DJ: What is the key contribution of artificial intelligence, specifically?

Elgammal: Most generative-AI algorithms are mainly developed by AI researchers in academia and big corporate research lab to push the technology boundary. Artists and creatives are not typically the target audience when these algorithms are developed. The use of these algorithms as part of an artist work is an act of creativity by the artist who has to be imaginative in how to bend, adopt, and utilize such non-specialized tools for their purpose. In contrast, in Playform we focused on how to build AI that can fit the creative process of different artists, from the stage of looking for inspiration, to preparation of assets, all the way to producing final works.

One example of that is our newest feature, sketch-to-image, which allows artist to take control by sketching their own composition and choose or plug in any style they like, and AI algorithm in the background immediately render for them fully colored images based on their inputs.

DJ: What were the main challenges in the development of Playform?

Elgammal: At the AI research and development side, our team have to address the problem that AI requires large number of images and long hours of training. We had to work on developed novel optimized versions of generative AI methods that can be trained with only tens of images instead of thousands, and can produce reasonable results in a matter of one or two hours.

At the design side, we focused on making the user experience intuitive and free of AI jargon. All the AI is hidden under the hood. Users choose a creative process upload their own images and press a button to start trainings. Within minutes results will start to pop up and evolve as the training continue. Within an hour, or a bit more, the process is done and you already generated thousands of images. Users can navigate through all iterations to find their favorite results.
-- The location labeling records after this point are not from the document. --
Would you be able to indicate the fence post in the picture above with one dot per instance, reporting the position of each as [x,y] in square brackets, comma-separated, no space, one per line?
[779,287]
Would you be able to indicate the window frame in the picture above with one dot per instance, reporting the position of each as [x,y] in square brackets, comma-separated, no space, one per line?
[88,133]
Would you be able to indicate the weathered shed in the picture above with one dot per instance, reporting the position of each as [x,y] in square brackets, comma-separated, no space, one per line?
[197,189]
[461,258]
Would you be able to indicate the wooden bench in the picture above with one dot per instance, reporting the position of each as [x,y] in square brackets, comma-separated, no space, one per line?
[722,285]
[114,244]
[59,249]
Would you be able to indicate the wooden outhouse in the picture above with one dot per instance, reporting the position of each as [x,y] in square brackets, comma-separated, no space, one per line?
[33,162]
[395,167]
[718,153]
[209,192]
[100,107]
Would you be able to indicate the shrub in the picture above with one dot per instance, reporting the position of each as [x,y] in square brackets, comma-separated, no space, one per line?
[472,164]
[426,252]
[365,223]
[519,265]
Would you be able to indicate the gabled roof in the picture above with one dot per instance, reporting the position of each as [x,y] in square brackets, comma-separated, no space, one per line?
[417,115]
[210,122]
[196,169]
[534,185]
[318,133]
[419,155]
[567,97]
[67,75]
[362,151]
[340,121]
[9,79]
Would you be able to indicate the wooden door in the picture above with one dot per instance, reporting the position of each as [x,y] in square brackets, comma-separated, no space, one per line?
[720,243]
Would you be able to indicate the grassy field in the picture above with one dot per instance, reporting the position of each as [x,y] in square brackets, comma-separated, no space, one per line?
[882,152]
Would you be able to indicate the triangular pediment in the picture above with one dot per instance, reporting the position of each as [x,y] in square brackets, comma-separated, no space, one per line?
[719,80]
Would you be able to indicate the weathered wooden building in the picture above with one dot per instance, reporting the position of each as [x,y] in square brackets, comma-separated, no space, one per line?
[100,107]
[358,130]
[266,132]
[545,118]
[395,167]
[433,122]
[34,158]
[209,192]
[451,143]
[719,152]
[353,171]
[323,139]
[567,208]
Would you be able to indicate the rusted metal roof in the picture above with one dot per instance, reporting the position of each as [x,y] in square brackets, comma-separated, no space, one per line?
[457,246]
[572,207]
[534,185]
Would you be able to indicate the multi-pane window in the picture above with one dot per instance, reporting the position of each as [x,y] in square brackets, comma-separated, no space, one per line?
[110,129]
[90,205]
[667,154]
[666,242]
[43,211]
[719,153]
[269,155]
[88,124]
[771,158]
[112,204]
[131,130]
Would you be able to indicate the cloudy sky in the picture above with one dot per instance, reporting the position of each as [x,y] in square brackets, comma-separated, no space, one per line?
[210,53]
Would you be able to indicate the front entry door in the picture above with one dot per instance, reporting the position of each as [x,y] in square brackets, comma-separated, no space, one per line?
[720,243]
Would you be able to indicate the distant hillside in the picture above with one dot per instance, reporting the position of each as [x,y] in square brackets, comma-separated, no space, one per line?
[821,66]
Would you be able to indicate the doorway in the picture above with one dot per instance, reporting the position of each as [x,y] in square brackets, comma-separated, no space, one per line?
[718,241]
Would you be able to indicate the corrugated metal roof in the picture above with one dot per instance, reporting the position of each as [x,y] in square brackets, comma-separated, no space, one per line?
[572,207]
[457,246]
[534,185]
Users can also continue the training process as needed to achieve better results.

DJ: How does Playform differ to competitor products?
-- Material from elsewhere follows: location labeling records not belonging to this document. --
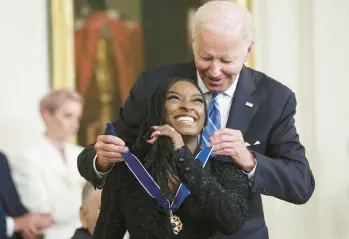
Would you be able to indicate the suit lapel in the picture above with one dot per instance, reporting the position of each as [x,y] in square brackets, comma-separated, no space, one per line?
[244,105]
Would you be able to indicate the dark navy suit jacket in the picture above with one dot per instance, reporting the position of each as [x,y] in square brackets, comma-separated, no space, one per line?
[282,168]
[10,203]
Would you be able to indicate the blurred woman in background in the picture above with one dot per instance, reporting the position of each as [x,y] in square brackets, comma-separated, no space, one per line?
[47,175]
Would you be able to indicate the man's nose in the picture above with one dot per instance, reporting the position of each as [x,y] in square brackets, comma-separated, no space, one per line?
[187,105]
[215,69]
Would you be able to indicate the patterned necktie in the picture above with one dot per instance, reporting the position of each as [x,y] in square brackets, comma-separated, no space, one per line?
[213,120]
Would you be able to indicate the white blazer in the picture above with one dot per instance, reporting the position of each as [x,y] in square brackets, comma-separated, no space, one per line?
[47,184]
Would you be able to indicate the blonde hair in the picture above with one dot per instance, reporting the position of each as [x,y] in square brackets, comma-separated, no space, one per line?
[56,98]
[223,17]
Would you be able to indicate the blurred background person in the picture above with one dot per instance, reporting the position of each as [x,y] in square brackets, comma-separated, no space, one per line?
[15,220]
[47,175]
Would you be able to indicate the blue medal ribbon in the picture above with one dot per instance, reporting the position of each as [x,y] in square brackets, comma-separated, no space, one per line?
[149,184]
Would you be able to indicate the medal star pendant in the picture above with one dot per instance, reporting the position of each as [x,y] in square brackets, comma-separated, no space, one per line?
[176,224]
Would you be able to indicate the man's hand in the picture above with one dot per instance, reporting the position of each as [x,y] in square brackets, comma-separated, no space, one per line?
[231,143]
[109,149]
[32,225]
[166,130]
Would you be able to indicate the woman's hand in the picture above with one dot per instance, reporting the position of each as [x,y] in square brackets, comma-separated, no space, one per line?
[166,130]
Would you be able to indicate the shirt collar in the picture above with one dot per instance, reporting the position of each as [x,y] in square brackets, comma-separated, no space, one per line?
[229,92]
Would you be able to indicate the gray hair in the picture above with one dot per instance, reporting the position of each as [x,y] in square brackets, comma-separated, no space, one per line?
[223,17]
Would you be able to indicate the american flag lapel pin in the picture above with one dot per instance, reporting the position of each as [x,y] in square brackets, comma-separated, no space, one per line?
[249,104]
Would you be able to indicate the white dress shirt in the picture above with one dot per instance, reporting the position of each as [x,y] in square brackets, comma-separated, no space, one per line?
[10,226]
[224,102]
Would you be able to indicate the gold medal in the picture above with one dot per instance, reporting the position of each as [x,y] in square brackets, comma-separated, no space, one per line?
[176,223]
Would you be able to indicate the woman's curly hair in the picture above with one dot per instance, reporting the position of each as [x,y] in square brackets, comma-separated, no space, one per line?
[157,158]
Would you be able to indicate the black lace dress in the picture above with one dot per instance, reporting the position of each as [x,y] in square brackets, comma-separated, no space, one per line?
[217,203]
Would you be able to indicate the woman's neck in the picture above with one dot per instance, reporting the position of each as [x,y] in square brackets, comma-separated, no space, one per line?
[191,142]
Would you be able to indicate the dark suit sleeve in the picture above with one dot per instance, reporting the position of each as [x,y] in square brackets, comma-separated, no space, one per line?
[222,194]
[285,174]
[126,127]
[8,192]
[111,221]
[2,223]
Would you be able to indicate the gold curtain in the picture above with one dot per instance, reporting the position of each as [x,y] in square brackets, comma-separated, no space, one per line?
[62,44]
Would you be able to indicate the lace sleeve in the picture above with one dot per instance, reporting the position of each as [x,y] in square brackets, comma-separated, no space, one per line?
[111,223]
[222,192]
Elgammal: There are many AI companies, but we are the only one that is dedicated solely for creatives. That means that we trained our models on artworks from different epochs, designs, architectural structures and many other creative outputs.

We are the only platform that allows creatives to train AI models from scratch, based on their own images, even with a handful of images. And get results in a matter of minutes.

DJ: Are there any notable examples of Playform generate art in the media?

Elgammal: There are many examples. Qinza Najm, a Playform artist in residence, worked with Playform to create a process inspired by her own artworks that explored abstract images based on the human body. The series that emerged from the collaboration with Playform was chosen for an exhibit about art and science at the National Museum of China in Beijing in November 2019, with 1 million visitors to the exhibition during its one-month run.

Along with groundbreaking works based on artists’ existing approaches, Playform has empowered conceptual explorations of what it means to be a mediated human and how we collide and merge with our digitally generated selves. NYU professor and artist Carla Gannis used Playform to create a series of works based on childhood memories for an avatar named C.A.R.L.A. G.A.N. She then monitored people’s responses to the works versus her own “human” works[AE1] . In another experiment, Gannis used Playform to create visuals she incorporated into a larger VR-based project , which will be exhibited at Telematic in San Francisco in March 2020. Italian artist Domenico Barra developed a project called Affiliation, which explored storytelling via Instagram stories using works made with Playform.
Playform’s images can also be used as a foundation for works in other media. Artist Anne Spalter generated images using Playform, then executed them in pastels on canvas, drawing on AI’s peculiar ability to surface and blend unexpected elements[AE3] . Spalter recently exhibited her Playform-based art at the Spring Break Art Fairs in LA and New York City.

In the past, we also collaborated with partners like the London contemporary orchestra in creating AI-visual that react to music, that accompanied their live performance at the Barbican Center, in October 2018. The HBO Silicon Valley TV show also used one or the AI art pieces we created in an episode aired in April 2018.